= John Burland Chubb =

Amateur artist (1861–1955)

John Burland Chubb (1861-1955) was a great-grandson of the Bridgwater artist John Chubb. He was a member of a talented family; his uncles included John Chubb, (1813-1859), an attorney and solicitor, of Cirencester, who married Caroline Tudway, in 1838 and died in 1859. He was also a talented amateur artist who made a series of lithographs based on his grandfather's topographical paintings of Bridgwater. Thomas Alford Chubb (1815-1883), the second son, served as secretary, and later treasurer, to the South Eastern Railway Company. The third son, Harry, (1816-1888) was prominent in the management of a number of coal-gas companies and railways in London, and was a member of the Institution of Civil Engineers. He died in 1888. The sixth son, Arthur, was a BA of Pembroke College, Cambridge. He died at the house of his brother, John, in 1852 at the age of 29. Of the other sons, Hammond Chubb (1829-1904) served as the secretary to the Bank of England for 30 years, having joined in 1847; he died in 1904 at the age of 75.

His brother, Thomas Lyon Chubb (1858-1936) was trained as a mechanical engineer and later worked in the engineering management of the Buenos Aires Western Railway in the Argentine.

His father, Thomas Alford Chubb, noted that at the age of 6 he was drawing churches, and at 12 it was building interiors and railway stations.

He was educated at Merchant Taylors' School, Northwood between 1869 and 1877 and was Resident Surveyor to the Foundling Hospital. He was elected F.R.I.B.A. in 1904.

Upon the hospital's relocation out of London, he retired and, from 1926, he lived at Froyle, East Hampshire. In his retirement, he served on the Alton RDC and the Froyle Parish Council.

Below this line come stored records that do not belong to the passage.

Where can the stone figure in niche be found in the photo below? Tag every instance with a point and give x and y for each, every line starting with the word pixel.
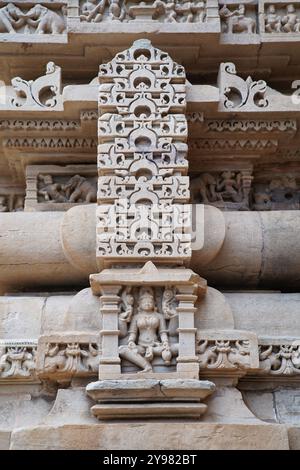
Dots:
pixel 93 10
pixel 3 204
pixel 50 191
pixel 71 357
pixel 17 362
pixel 236 21
pixel 45 20
pixel 19 204
pixel 79 188
pixel 168 9
pixel 272 20
pixel 279 193
pixel 11 18
pixel 227 190
pixel 290 19
pixel 146 329
pixel 191 11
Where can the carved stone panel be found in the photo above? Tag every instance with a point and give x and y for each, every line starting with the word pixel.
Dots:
pixel 53 187
pixel 227 352
pixel 18 361
pixel 280 19
pixel 238 18
pixel 32 17
pixel 148 322
pixel 63 356
pixel 142 165
pixel 224 186
pixel 276 188
pixel 239 94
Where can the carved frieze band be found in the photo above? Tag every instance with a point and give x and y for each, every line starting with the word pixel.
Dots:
pixel 63 356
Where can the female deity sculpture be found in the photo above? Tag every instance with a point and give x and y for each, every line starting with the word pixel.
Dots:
pixel 147 335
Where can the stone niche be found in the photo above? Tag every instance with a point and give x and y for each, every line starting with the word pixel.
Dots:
pixel 11 199
pixel 30 18
pixel 58 188
pixel 148 343
pixel 279 20
pixel 238 18
pixel 276 189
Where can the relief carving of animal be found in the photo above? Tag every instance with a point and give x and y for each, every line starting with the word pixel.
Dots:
pixel 46 21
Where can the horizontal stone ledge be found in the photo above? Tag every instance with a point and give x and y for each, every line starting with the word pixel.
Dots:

He was married to Bertha Nield and their children were: Ethel, who married the Egyptologist Stephen Glanville, John, Philip, Richard and the Mary Chubb, who wrote about her ancestor's art.

He was buried at Froyle, with his wife, Richard and Mary.

He made contact about his ancestor's art and manuscripts with the Revd Dr H.D. Powell of Bridgwater. After the formation of Blake Museum in 1926 he gave a collection of his ancestor's topographical paintings of Bridgwater and neighbourhood. He collaborated in the publication of John Chubb's correspondence with the politician Charles James Fox.

The family of the John Chubb purchased a Jacobean era Four-poster bed, from Bridgwater Castle, reputed to have been slept in by James Scott, 1st Duke of Monmouth at the time of the Battle of Sedgemoor. It was sold in 1972 to Agecroft Hall.